Charles Stross, a popular sci-fi author, wrote this on his blog (the same blog where he posted about the Unicorn Academy):

"My problem with high fantasy is this: I come from a nation [the UK] that has a real, no-shit monarchy and aristocracy. Consequently you get to learn about this stuff in high school, and see its stilted echoes on the TV news every week. Monarchism, the default political stance of high fantasy, sucks. We have a term for its latter-day incarnation: we call it "hereditary dictatorship", and point to North Korea for an example. From the point of view of most of the population, your typical fantasyland is not a utopia. Anything but! And to make matters worse, the traditional format of a high fantasy novel is that some source of disruption threatens to destabilize the land; it is up to the hero (usually it is a 'he') to set things right and restore the order of benign tyranny to the world. Fantasy, in short, is frequently consolatory, and I don't get on with it."

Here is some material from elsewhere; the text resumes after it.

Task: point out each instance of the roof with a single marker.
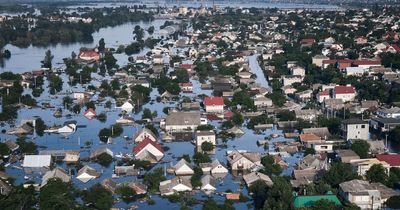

Actually it's definitely true.  And it's not hard to see why.  I imagine the bards of the Middle Ages didn't get too far with anti-monarchy messages.  Not to mention, it's not as though kids in the Middle Ages went to school and learned about fifteen different kinds of governments.  I imagine benign tyranny seemed like pretty much the only option at the time - aside from, you know, harsh tyranny.

Still, I'm proud to say that my fantasy novel-in-progress, though it is very much high fantasy in a lot of ways, is about environmental sustainability, conflict resolution, and technological and political revolution.  Cos I'm not a medieval bard.